In an interview with Ross Douthat, the tech investor Marc Andreessen claims that the left alienated Silicon Valley because “companies are being hijacked as engines of social change”: gone are the days of the agitprop 1984 Apple ads, or the naive “coding for good” movements of the 2010s. After the term “Stem” was coined in 2001, the next two decades saw the further division of science and the humanities into two opposing, irreconcilable systems of knowledge at the institutional level. While educational policy-makers obsess over Stem enrollments, funding and research as metrics to assess an education’s worth, students were incentivized to concentrate on one discipline, all while a liberal arts education diminished in appeal and practical utility.

This made a generation of Stem students into technical ideologues. Starting from high school olympiads, they learn to worship technical capability above all else – and value the acquisition of technical skills above everything else. In college, they are never taught problem-solving frameworks outside those offered by programming or economics courses: game theory, homo economicus, Pareto efficiency. Crucially, these approaches always attempt to simplify the world instead of tackling society’s complexities head on: simplifying, as an impulse, has given rise to neoliberal, Silicon Valley-funded social movements such as “effective altruism” that do nothing to tackle crucial inequalities. Without alternative paradigms, these theories become real and universal ways to see the world and solve its problems.

And so, empowered by Trump and Musk, it is the rightist technocrats who get to change the world today. With flashy tech stacks and a blind confidence to code up a solution to any and every problem, they set out to fix our government once and for all, armed with only three principles – simplify, automate, optimize. And so Doge runs the government as if solving an optimization problem: cut employees, retain key workers, minimize losses, simplify the structure. But already, Doge is reinstating fired federal workers who were working on crucial issues. Classic tech bro blunder: what else did they expect from trying to solve the problems of society without even bothering to understand their nuances?

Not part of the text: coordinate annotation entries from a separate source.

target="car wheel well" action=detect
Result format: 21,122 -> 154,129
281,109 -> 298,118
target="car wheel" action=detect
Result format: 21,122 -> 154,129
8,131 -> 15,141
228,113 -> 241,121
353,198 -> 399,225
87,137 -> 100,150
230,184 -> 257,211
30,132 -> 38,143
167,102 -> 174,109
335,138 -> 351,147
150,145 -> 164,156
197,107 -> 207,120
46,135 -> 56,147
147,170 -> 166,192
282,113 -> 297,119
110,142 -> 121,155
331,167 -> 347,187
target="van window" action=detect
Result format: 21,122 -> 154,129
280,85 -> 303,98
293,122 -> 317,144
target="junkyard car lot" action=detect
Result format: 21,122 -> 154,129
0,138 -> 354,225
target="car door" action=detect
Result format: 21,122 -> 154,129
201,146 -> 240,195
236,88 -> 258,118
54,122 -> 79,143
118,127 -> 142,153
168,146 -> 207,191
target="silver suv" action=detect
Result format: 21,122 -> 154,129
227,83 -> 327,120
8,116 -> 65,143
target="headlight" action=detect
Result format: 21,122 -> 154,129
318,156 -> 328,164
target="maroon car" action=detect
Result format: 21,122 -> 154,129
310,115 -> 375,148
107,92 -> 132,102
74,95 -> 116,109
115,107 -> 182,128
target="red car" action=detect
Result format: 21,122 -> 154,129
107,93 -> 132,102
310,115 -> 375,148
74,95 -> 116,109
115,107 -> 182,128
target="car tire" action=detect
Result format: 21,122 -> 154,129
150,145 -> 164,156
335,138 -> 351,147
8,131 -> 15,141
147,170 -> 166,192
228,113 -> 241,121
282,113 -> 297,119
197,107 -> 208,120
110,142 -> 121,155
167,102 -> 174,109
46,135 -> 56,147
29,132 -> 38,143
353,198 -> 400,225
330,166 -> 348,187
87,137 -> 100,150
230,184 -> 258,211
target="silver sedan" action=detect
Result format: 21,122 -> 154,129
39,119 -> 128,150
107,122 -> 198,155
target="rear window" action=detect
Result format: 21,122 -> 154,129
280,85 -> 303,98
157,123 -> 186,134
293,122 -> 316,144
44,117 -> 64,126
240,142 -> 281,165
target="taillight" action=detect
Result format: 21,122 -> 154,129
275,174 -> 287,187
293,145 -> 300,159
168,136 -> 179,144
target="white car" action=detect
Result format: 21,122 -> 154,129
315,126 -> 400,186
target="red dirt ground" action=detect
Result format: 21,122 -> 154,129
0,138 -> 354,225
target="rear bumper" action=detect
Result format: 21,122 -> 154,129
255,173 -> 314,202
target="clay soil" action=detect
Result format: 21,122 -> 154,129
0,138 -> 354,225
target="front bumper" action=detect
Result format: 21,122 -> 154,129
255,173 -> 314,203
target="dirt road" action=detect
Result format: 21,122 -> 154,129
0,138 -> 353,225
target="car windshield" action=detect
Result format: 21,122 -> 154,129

As the technocrat right rises into power, a luddite left also emerges in America – a narrowing base of grassroots organizers, local politicians, activists, academics and non-profits, that increasingly disaffiliate from technology with fear and distrust. As technical industries become more explicitly aligned with the agendas of the new American right in the post-Covid years, there has been little effort from progressive political organizations to recruit self-starting hackers and radical technologists, who exist in abundance on the decentralized internet. Did anyone even try to scoop up the workers who walked out of Google in 2018? Now, in 2025, we realize that a generation of politically naive engineers have already built a singular matrix of algorithmic oppression and universal surveillance that we cannot opt out of. Today’s progressives not only do not understand technology; worse, we have completely ceded technological power to the right.

The dearth of efforts to recruit technical talent on the left essentially create a failure of imagination. Talented young engineers fail to imagine how their skills can be used to challenge existing power structures, and movements fail to imagine how technology can be used as a tactic to seize power. As Justin Joque argued in Revolutionary Mathematics, progressive movements need technical people who “understand the current metaphysics of capitalism – not in order to de-reify them, but rather to understand how they can be replaced”. One wonders whether more sophisticated data scientists could have made past Democratic campaigns more effective, or whether a collaboration between engineers and progressive thinkers could have led to more online platforms such as Bluesky.

In order to hack and dismantle the technocrat right, American progressives must teach the engineers to dream again. Today’s engineers may be hard at work building the master’s house, but with the right organization and renewed senses of purpose, they, too, can learn to turn the master’s tools against him.